The baking industry is faced with the problem of slower consumption of bread, particularly "pan de sal" (salt bread), as a result of the global financial crisis, bakers said Tuesday.
Philippine Federation of Bakers Inc. vice president Lucito Chavez said consumption of pan de sal has been declining because Filipinos prefer to buy noodles, a product also derived from flour. He said around 10,000 to 12,000 bakery operators nationwide might be affected by the slowdown in bread consumption.
"Imagine, your P10 can buy two packs of noodles which can feed an entire family. The same P10 can buy just 5 pieces of pandesal, which could feed one person," Chavez said.
Due to the economic crisis, Chavez said consumers are buying less bread to cut costs. He said bakers are seeking government support through financing and power subsidies to help sustain the bread industry.

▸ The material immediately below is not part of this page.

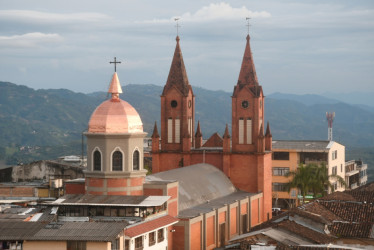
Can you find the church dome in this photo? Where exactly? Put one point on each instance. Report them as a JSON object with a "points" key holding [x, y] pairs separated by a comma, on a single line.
{"points": [[115, 115]]}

"We have to draw up measures to sustain the bakery industry. We are praying that government would do something for the industry," he said.
Chavez added that Filipinos should bring back the old tradition of eating pan de sal as their bread of choice, especially with more alternatives already available in the market.
"Pan de sal is still the Filipino bread. It is fortified and easy to prepare," he said.
Chavez said bakers will address the slowdown in consumption, among other issues, at the 5th International Exhibition on Bakery, Confectionery and Food Service Equipment and Supplies on Thursday and Friday at the World Trade Center.
The event aims to support and reinforce all players in the bread industry nationwide by giving them information on the latest technology in baking, the newest concepts, and business trends. It will be hosted by the Filipino-Chinese Bakery Association (FCBAI). Others who will take part in the fair include the Phil Baking Group, Cuenca Bakers Association and the Labac Bakers.
Chavez said bakers will seek the commitment of the government, through the Department of Trade and Industry, and the SB Corp. to come up with a loan program which would give out loans to bakers at reasonable rates and help them develop technology. At the fair, baking equipment can be purchased at 10 to 15 percent discount.
With easier financing terms, Chavez said bakers can buy ovens and other equipment and attend seminars to upgrade and modernize their operations.
This way, they would be able to improve their products and boost the industry.
"Financing is a problem for bakers because of their size. It is hard to get loans," he said.